If your son or daughter has just completed a two-year sixth-form course, do you now wonder why so many holidays, weekends and evenings went by when A-level study seemed non-existent? Occasionally, you would catch a glimpse of the demands on your offspring - a forgotten worksheet pocketed in jeans that need washing, an assignment brief dropped on the kitchen table.
These clues would alert you to the fact that something "substantial" needed planning, researching, organising and writing up.
But woe betide if you were to mention it - sixth-formers resent and reject parental involvement in their studies as much as in their day-to-day (and night-to-night) lives.
But faced ultimately with the "non-negotiable" deadline, sixth-formers begin to panic. They look for unconditional parental support.
Their teachers are fed up with them; they've been chasing the students for weeks. Your child's sixth-form friends are in a similar deep state of panic. Parents are the last and only resort.
And because we love them, and ultimately are inextricably bound up in their achievements, we come to the rescue as best we can.
Unless you've experienced some similar assignment crises earlier in the course, this is probably the first time that you've been "let in" to your children's work in any real way; the fact that it is advanced work may come as a bit of a shock.

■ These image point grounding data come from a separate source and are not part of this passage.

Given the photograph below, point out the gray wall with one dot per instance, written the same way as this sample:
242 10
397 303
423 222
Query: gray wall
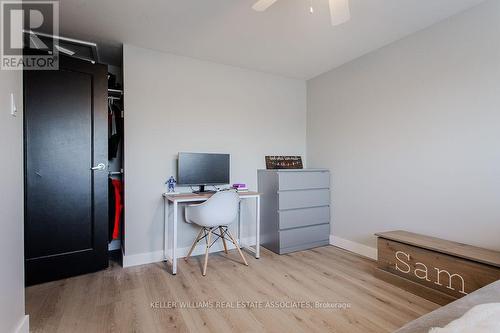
11 204
411 134
177 104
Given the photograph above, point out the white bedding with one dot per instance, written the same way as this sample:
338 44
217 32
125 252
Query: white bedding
484 318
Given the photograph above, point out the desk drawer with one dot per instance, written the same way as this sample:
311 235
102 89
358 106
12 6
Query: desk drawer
295 238
304 217
304 180
303 199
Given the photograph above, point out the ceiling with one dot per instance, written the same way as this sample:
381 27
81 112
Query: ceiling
286 39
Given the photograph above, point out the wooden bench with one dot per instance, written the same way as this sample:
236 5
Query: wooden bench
436 269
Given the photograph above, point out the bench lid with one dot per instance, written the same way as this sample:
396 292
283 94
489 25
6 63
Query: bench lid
455 249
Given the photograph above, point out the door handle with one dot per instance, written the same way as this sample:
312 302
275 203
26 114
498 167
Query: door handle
99 167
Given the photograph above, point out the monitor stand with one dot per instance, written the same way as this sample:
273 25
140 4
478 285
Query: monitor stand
203 191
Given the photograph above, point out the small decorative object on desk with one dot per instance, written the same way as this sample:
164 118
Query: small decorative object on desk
284 162
240 187
171 185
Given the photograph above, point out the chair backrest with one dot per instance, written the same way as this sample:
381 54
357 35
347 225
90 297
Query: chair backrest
220 209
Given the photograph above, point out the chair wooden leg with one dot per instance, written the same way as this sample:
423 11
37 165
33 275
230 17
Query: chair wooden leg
206 251
237 246
194 244
221 230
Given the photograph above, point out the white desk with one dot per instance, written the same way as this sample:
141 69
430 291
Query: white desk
170 242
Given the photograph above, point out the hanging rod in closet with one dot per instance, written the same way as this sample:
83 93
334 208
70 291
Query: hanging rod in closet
115 91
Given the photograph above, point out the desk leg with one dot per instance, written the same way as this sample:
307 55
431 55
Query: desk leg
165 223
239 224
174 241
257 227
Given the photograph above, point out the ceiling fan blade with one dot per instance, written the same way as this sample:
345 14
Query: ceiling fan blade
262 5
339 11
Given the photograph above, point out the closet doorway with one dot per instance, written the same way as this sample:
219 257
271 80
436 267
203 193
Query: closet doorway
66 170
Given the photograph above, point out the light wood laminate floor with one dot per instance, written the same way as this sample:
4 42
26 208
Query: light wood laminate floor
123 300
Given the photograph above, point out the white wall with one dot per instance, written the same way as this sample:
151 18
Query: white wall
411 134
177 104
12 315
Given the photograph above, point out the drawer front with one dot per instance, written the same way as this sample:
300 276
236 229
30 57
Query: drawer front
304 180
304 217
302 236
303 199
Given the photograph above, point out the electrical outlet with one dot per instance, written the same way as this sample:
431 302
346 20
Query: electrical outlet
13 108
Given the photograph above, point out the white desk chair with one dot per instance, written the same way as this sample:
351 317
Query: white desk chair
217 213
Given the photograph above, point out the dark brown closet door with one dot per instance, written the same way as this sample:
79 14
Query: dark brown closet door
66 201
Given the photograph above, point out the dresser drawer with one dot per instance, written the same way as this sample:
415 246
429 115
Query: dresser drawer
304 217
303 199
304 180
295 238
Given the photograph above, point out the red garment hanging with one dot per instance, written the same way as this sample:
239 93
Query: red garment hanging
118 186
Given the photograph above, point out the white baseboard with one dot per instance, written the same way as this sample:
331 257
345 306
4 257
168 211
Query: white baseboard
24 325
363 250
157 256
142 258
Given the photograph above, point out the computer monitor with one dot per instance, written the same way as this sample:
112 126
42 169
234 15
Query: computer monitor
200 169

Meanwhile your offspring, having protested for nearly two years, that parents know absolutely nothing, now desperately want you to be the all-knowing adult.
The panic, the pressure and the lack of precedent for this sort of close parent-child co-working creates a terrible all-pervasive mood in the household.
Whatever happened to all that "independent study"and "individual research" that tutors talked about two years ago? Wasn't "getting organised" on the timetable?
Teenagers' preferred strategy of putting off everything that's not urgent for as long as humanly possible can prove traumatic. They need a lot of support and a lot of close monitoring if they are to change this natural "working" style.
There is a pressing need for parents and teachers to talk openly and intelligently about the issues surrounding pupil mismanagement of coursework and the impact it has on their families.
Maybe this traumatic annual event is just that - unavoidable - but some acknowledgment from the teaching profession that it is happening would certainly help parents get through it.